SAFit2 is a novel, selective FK506-binding protein 51 (FKBP51) antagonist with a Ki of 6 nM in chemical assay and also enhances AKT2-AS160 binding[1]. SAFit2 treatment increases the expression of pAKT2 (soleus and EDL muscle) and pAS160 (EDL muscle) in WT cells, but there is no effect of FKBP51 antagonism in 51KO cells. Moreover, following SAFit2 treatment, GLUT4 expression increases in the membrane fraction of primary EDL myotubes from WT mice, but not from 51KO mice[2].

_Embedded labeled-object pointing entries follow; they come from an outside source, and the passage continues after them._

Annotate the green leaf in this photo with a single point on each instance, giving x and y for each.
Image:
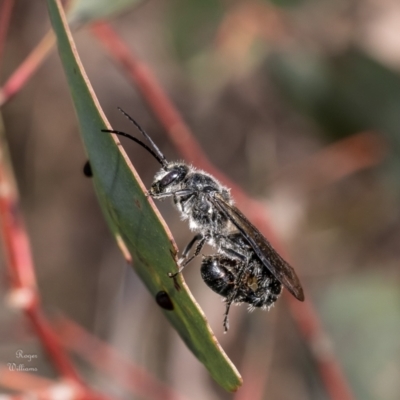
(132, 217)
(84, 11)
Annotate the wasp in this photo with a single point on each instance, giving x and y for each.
(246, 268)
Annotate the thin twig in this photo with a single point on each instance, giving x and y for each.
(27, 68)
(5, 16)
(103, 357)
(23, 293)
(304, 313)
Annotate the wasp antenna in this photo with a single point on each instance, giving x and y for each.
(160, 155)
(161, 161)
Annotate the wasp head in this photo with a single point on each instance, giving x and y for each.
(169, 178)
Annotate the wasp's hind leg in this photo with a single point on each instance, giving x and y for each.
(185, 260)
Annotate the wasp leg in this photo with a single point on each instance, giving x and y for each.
(184, 260)
(232, 297)
(183, 192)
(187, 249)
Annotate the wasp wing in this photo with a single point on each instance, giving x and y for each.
(265, 252)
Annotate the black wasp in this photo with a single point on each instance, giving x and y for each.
(246, 268)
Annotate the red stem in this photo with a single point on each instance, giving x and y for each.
(105, 358)
(304, 314)
(5, 16)
(27, 68)
(20, 265)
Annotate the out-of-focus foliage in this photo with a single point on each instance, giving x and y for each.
(131, 218)
(347, 93)
(274, 91)
(363, 314)
(193, 25)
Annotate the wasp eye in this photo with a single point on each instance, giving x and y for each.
(169, 178)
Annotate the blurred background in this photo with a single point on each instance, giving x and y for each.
(298, 102)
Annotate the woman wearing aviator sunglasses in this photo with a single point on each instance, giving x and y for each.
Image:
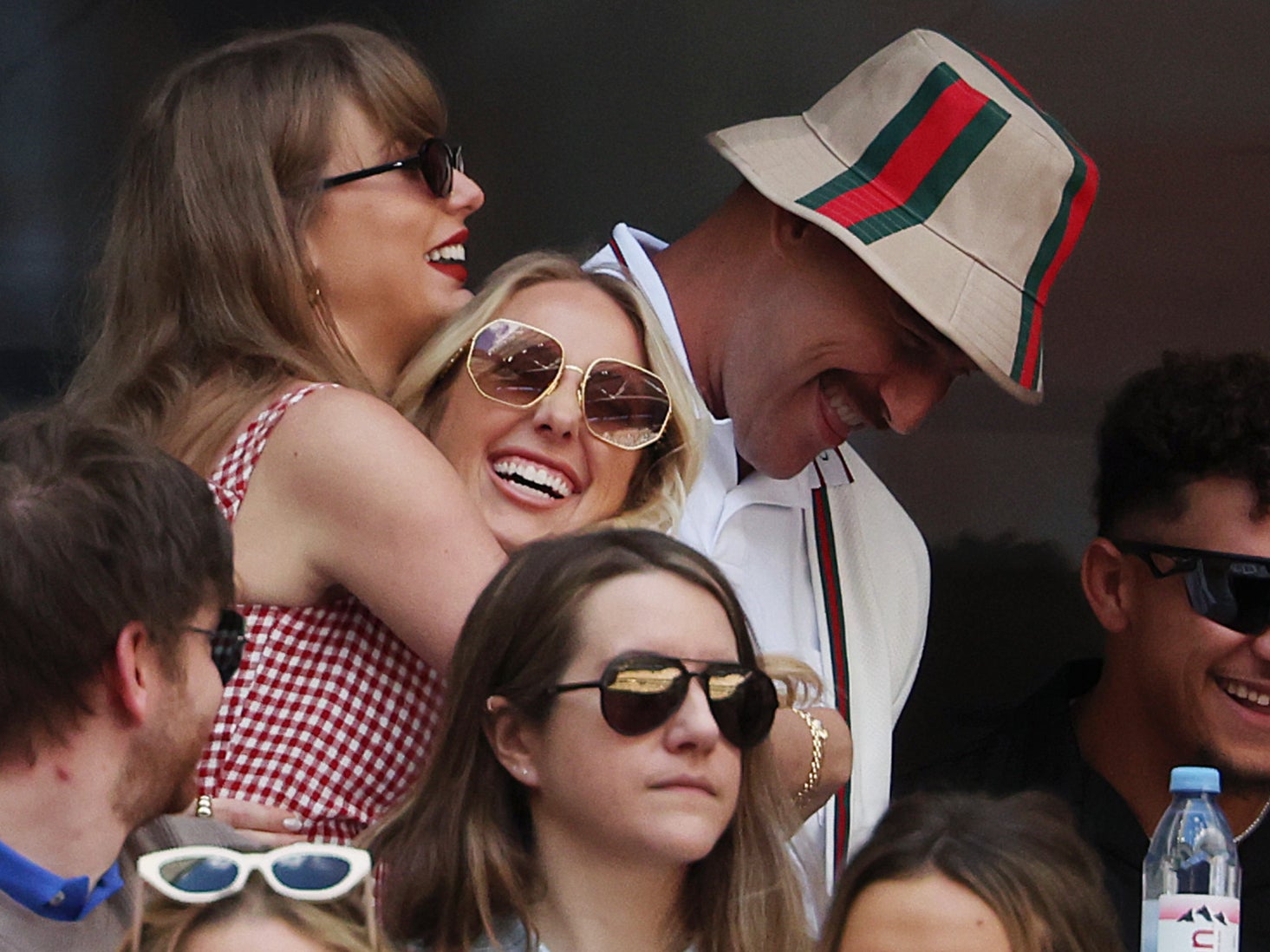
(557, 401)
(605, 733)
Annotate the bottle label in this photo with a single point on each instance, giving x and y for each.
(1190, 922)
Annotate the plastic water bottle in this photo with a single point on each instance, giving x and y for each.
(1190, 878)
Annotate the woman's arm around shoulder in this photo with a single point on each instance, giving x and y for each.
(348, 494)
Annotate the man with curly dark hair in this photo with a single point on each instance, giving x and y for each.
(1179, 577)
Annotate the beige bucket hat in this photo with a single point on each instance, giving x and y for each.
(937, 169)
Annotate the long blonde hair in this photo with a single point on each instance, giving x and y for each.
(668, 466)
(458, 857)
(204, 290)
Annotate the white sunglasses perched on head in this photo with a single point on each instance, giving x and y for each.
(309, 870)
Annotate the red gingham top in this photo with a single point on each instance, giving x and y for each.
(329, 712)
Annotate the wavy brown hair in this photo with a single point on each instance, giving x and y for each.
(458, 858)
(204, 286)
(1020, 854)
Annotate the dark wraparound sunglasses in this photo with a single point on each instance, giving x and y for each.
(226, 640)
(639, 693)
(1226, 588)
(436, 160)
(518, 365)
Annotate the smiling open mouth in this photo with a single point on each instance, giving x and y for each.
(534, 477)
(1241, 692)
(840, 401)
(447, 254)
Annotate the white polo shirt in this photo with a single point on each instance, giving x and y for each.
(762, 534)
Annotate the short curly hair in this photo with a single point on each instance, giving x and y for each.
(1187, 420)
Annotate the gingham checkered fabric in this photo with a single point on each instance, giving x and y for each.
(329, 714)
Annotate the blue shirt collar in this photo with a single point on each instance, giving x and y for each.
(49, 895)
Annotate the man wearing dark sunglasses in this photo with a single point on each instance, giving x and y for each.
(901, 233)
(1179, 577)
(114, 564)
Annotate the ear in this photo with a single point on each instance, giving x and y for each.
(512, 740)
(1105, 583)
(789, 233)
(131, 673)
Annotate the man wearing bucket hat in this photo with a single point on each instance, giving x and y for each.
(904, 231)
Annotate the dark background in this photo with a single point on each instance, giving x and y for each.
(579, 114)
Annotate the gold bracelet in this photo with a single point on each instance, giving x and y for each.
(818, 737)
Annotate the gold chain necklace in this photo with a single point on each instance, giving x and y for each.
(1256, 821)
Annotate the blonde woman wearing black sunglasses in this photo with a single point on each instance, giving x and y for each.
(608, 737)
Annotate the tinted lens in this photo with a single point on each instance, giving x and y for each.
(625, 406)
(227, 644)
(1232, 592)
(641, 695)
(513, 363)
(210, 875)
(310, 872)
(743, 701)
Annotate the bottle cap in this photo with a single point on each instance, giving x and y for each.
(1194, 779)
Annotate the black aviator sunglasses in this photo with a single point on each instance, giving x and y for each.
(226, 640)
(436, 160)
(639, 693)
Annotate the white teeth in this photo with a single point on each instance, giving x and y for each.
(1241, 690)
(534, 477)
(843, 406)
(447, 251)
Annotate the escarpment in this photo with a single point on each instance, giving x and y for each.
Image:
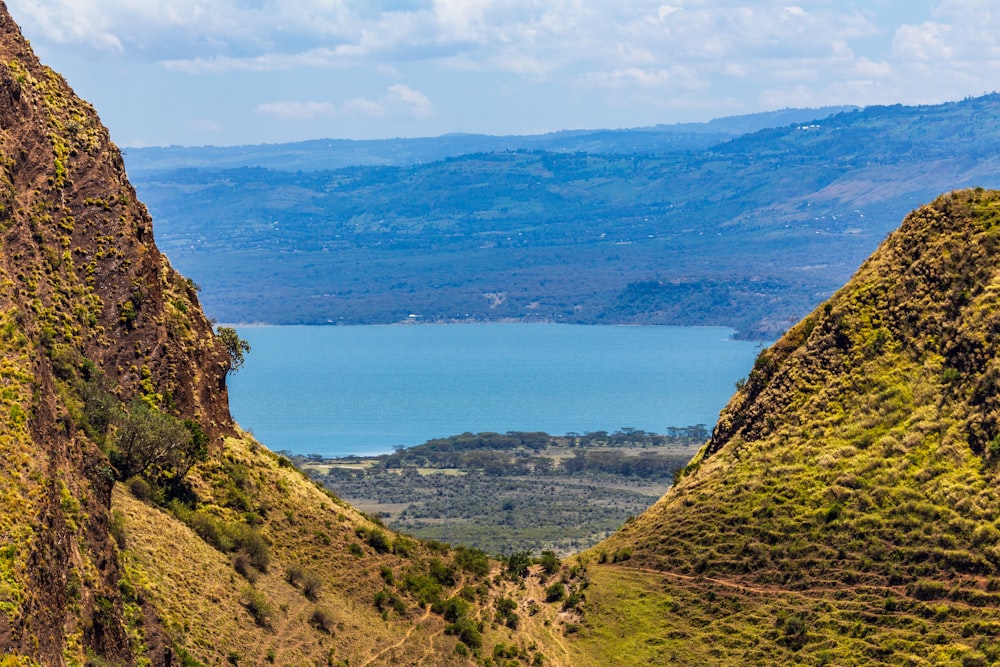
(85, 298)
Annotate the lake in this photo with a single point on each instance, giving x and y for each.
(342, 390)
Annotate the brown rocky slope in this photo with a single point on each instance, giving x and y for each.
(83, 287)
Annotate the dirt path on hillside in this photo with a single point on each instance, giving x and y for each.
(401, 642)
(758, 589)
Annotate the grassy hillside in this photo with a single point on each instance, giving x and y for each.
(845, 509)
(323, 585)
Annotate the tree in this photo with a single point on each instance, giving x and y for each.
(149, 442)
(236, 347)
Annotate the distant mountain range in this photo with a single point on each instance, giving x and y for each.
(721, 223)
(324, 154)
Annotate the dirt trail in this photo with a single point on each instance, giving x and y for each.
(406, 638)
(760, 590)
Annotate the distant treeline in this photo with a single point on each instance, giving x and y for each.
(524, 453)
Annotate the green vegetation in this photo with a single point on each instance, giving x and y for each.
(486, 490)
(845, 507)
(236, 347)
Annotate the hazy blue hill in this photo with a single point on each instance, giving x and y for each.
(751, 232)
(323, 154)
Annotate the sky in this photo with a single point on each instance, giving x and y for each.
(231, 72)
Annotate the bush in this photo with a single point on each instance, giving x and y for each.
(117, 529)
(149, 442)
(322, 620)
(247, 539)
(473, 561)
(241, 563)
(467, 632)
(140, 490)
(311, 586)
(259, 607)
(549, 562)
(556, 592)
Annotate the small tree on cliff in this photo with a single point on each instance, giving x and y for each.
(235, 346)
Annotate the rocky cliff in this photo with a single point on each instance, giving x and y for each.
(83, 292)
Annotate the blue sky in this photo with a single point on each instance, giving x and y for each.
(194, 72)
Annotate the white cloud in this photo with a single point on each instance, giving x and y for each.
(927, 41)
(389, 58)
(413, 100)
(398, 101)
(298, 110)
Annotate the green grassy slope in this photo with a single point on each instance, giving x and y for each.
(845, 509)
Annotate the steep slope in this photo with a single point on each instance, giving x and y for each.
(846, 506)
(84, 292)
(138, 525)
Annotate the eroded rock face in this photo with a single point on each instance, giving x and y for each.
(83, 290)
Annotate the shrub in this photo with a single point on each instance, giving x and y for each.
(259, 607)
(556, 592)
(294, 574)
(473, 561)
(117, 529)
(311, 586)
(241, 563)
(247, 539)
(549, 562)
(322, 620)
(467, 632)
(139, 488)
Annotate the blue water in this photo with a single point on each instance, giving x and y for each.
(366, 389)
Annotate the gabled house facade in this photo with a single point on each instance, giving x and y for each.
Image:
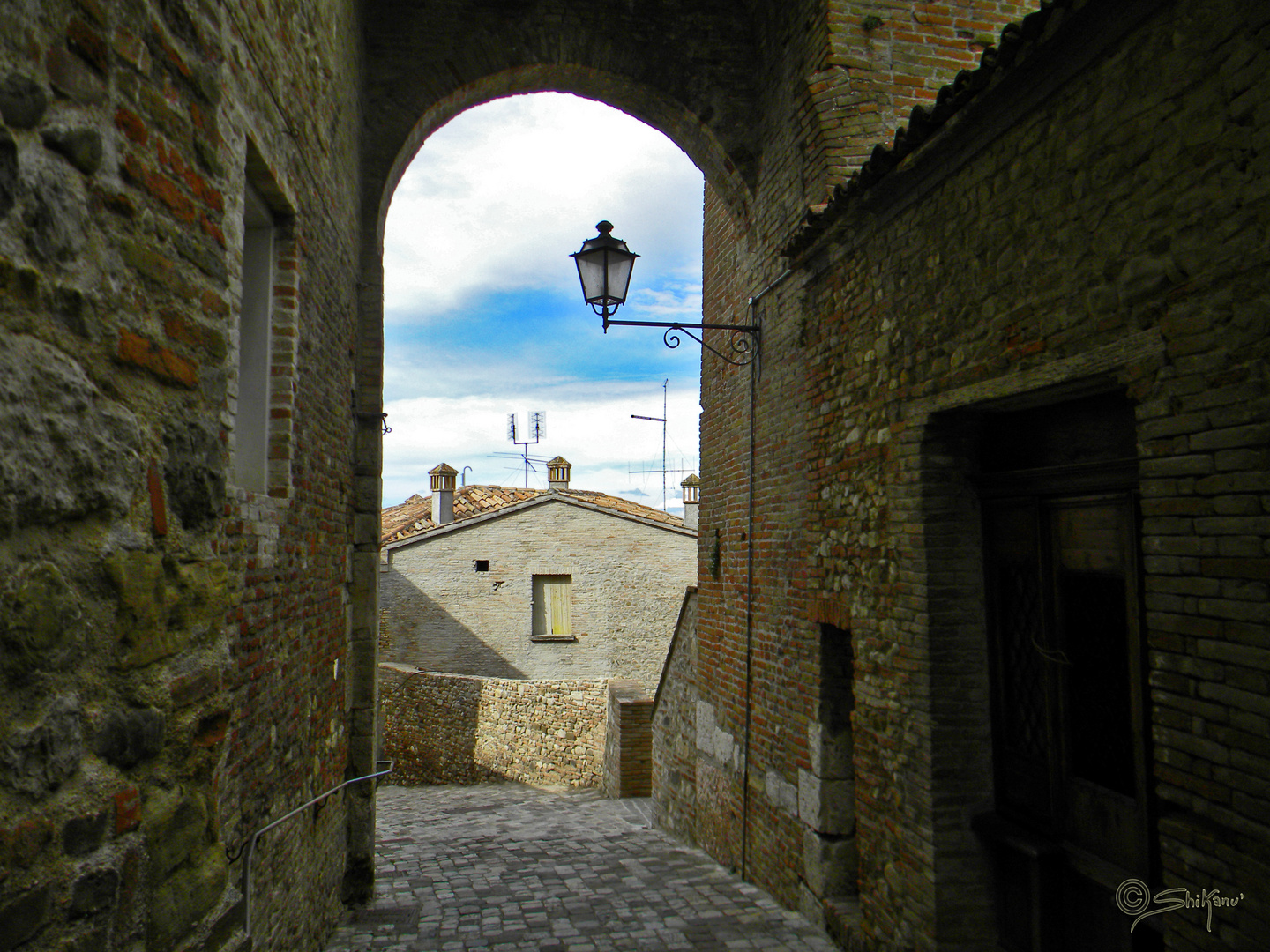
(536, 584)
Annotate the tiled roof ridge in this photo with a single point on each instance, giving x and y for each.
(1018, 41)
(415, 516)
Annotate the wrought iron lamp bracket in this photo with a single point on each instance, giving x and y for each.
(743, 343)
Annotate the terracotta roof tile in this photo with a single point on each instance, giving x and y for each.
(1018, 41)
(415, 516)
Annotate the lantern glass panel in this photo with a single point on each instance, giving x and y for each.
(591, 271)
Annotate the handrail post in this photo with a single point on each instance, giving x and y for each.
(250, 843)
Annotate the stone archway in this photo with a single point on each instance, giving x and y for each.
(698, 92)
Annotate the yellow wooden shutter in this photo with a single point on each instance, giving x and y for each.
(559, 597)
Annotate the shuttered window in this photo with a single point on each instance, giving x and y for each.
(553, 607)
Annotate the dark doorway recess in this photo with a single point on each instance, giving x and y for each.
(1072, 814)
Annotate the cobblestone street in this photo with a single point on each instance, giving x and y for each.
(505, 866)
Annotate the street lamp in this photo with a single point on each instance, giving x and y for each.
(605, 271)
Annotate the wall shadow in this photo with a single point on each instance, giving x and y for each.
(424, 635)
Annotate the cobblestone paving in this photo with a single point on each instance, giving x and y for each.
(505, 866)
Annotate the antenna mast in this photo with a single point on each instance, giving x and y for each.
(661, 420)
(537, 428)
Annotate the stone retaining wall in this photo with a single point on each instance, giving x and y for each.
(462, 729)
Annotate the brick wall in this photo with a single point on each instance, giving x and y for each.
(675, 727)
(628, 741)
(1027, 249)
(460, 729)
(626, 582)
(170, 640)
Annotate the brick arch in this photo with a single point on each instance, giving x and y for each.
(689, 70)
(648, 106)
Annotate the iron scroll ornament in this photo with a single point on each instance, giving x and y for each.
(743, 342)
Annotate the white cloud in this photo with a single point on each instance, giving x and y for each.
(592, 428)
(498, 198)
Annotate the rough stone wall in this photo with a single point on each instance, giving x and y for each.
(1108, 224)
(460, 729)
(675, 730)
(158, 623)
(626, 579)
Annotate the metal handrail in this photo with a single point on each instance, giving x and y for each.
(250, 844)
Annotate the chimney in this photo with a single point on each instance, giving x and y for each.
(557, 472)
(691, 501)
(442, 494)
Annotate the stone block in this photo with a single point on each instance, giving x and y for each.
(83, 834)
(826, 805)
(68, 450)
(164, 602)
(830, 753)
(781, 792)
(22, 101)
(40, 620)
(38, 759)
(193, 471)
(8, 172)
(81, 146)
(831, 865)
(55, 219)
(94, 891)
(131, 736)
(187, 896)
(20, 845)
(127, 810)
(23, 917)
(176, 827)
(72, 78)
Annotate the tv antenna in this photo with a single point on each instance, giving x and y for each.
(536, 428)
(661, 420)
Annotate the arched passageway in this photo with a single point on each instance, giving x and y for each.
(689, 74)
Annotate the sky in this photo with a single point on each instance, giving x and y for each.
(484, 315)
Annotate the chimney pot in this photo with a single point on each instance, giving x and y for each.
(442, 479)
(557, 472)
(691, 499)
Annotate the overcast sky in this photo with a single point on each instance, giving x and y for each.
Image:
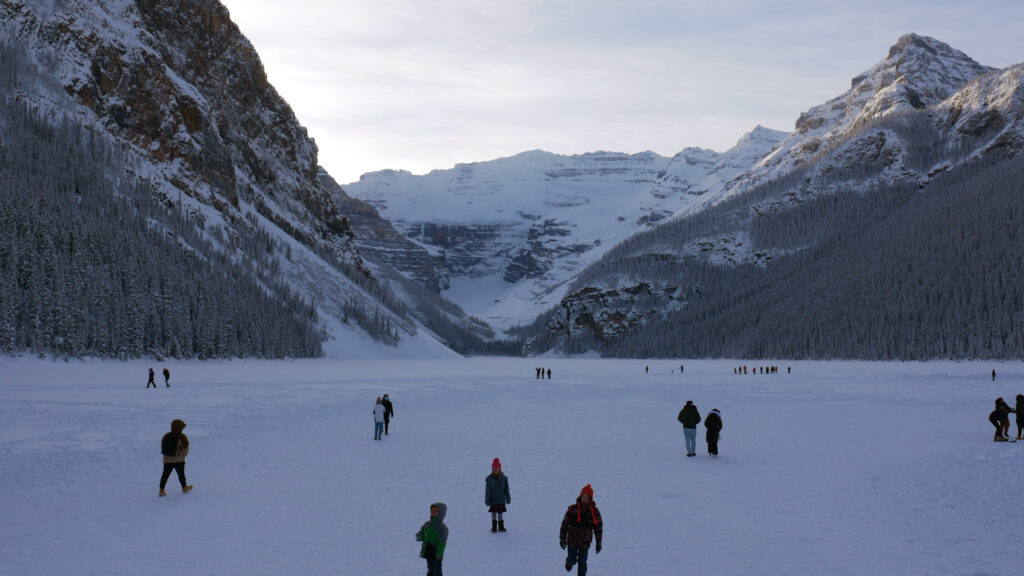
(425, 84)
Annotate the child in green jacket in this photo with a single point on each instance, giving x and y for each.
(433, 534)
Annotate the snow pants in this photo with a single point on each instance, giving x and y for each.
(178, 467)
(433, 567)
(578, 556)
(713, 443)
(691, 440)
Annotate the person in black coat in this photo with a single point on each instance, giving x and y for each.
(1019, 409)
(689, 416)
(714, 424)
(388, 412)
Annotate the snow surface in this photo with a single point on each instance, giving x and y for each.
(841, 467)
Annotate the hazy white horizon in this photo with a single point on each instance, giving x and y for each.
(419, 86)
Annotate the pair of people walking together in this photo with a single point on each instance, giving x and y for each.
(689, 416)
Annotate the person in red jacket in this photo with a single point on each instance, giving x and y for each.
(581, 525)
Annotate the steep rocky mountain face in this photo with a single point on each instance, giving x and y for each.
(181, 95)
(506, 236)
(881, 228)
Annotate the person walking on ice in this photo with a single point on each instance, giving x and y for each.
(433, 534)
(379, 419)
(714, 424)
(581, 525)
(496, 495)
(388, 412)
(689, 416)
(174, 447)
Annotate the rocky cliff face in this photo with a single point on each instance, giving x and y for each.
(179, 88)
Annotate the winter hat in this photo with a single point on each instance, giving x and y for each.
(588, 490)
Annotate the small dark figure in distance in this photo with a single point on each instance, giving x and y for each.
(714, 424)
(174, 447)
(433, 534)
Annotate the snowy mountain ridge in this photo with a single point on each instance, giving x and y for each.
(507, 235)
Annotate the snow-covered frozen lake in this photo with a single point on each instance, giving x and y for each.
(838, 468)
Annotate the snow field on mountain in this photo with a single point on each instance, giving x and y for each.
(840, 467)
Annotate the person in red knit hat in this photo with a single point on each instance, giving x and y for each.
(581, 525)
(497, 495)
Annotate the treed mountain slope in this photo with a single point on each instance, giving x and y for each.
(898, 238)
(180, 96)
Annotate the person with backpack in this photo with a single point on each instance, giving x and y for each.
(714, 424)
(689, 416)
(1019, 409)
(388, 412)
(497, 495)
(379, 419)
(174, 447)
(581, 525)
(433, 534)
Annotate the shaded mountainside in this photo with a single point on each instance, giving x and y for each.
(897, 240)
(181, 95)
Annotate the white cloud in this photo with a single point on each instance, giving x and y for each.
(418, 85)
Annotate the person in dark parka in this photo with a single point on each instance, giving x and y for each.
(1019, 409)
(581, 525)
(714, 424)
(388, 412)
(497, 495)
(689, 416)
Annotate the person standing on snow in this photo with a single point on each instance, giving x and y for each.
(714, 424)
(174, 447)
(1000, 419)
(433, 534)
(378, 419)
(388, 412)
(581, 525)
(689, 416)
(1019, 409)
(497, 495)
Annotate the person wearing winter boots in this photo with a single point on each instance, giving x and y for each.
(433, 534)
(174, 447)
(497, 495)
(388, 412)
(714, 424)
(581, 525)
(379, 419)
(689, 416)
(1019, 409)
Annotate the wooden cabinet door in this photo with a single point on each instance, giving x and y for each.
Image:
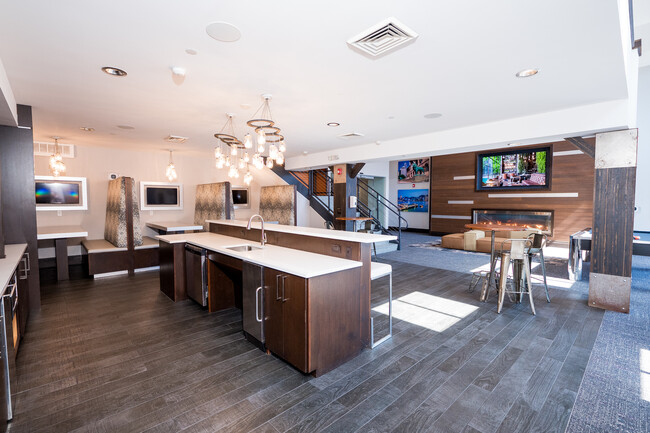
(273, 312)
(294, 310)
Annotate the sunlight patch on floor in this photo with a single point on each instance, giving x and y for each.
(644, 356)
(429, 311)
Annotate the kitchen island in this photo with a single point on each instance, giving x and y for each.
(315, 287)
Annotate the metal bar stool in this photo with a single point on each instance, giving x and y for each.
(379, 270)
(519, 260)
(536, 248)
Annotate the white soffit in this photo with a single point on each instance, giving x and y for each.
(8, 108)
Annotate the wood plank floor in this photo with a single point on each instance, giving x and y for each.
(115, 355)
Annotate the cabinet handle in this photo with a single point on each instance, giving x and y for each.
(24, 269)
(258, 314)
(284, 279)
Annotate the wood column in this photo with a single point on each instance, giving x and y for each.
(613, 221)
(344, 187)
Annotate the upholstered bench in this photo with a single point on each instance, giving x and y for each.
(102, 256)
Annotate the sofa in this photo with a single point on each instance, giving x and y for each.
(481, 241)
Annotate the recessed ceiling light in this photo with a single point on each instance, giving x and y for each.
(222, 31)
(527, 73)
(116, 72)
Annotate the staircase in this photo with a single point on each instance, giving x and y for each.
(317, 187)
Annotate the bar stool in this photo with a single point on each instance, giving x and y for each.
(519, 260)
(379, 270)
(536, 248)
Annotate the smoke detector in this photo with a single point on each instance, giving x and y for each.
(383, 37)
(175, 139)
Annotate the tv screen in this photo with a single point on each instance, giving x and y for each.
(526, 168)
(162, 196)
(57, 193)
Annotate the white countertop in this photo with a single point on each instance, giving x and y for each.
(60, 232)
(174, 226)
(296, 262)
(364, 238)
(8, 265)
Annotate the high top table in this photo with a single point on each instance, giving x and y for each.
(61, 234)
(493, 228)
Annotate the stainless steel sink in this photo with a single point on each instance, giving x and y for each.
(244, 248)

It is found that 30 days of SAFit2 administration leads to a reduction in body weight under both control and high-fat diet (HFD) conditions. SAFit2 significantly increases phosphorylated AKT2 and AS160 in EDL muscle and likewise increases expression of GLUT4 at the membrane in soleus muscle[2]. When SAFit2 is applied 1 h before testing, no alterations in anxiety-related behavior are observed. However, SAFit2 treatment induces an anxiolytic phenotype in mice injected 16 h prior testing, which is reflected in a significantly increased open arm time in the elevated plus maze (EPM) (z=-2.183, p<0.05). SAFit2 treatment leads to a significantly reduced latency to enter the lit compartment (z=-2 to 265, p<0.05), as well as a significantly increased distance traveled (t(20)=-2.371, p<0.05) in the lit compartment[3].


[1]. Gaali S, et al. Rapid, Structure-Based Exploration of Pipecolic Acid Amides as Novel Selective Antagonists of the FK506-Binding Protein 51. J Med Chem. 2016 Mar 24;59(6):2410-22. [2]. Balsevich G, et al. Stress-responsive FKBP51 regulates AKT2-AS160 signaling and metabolic function. Nat Commun. 2017 Nov 23;8(1):1725. [3]. Hartmann J, et al. Pharmacological Inhibition of the Psychiatric Risk Factor FKBP51 Has Anxiolytic Properties. J Neurosci. 2015 Jun 17;35(24):9007-16.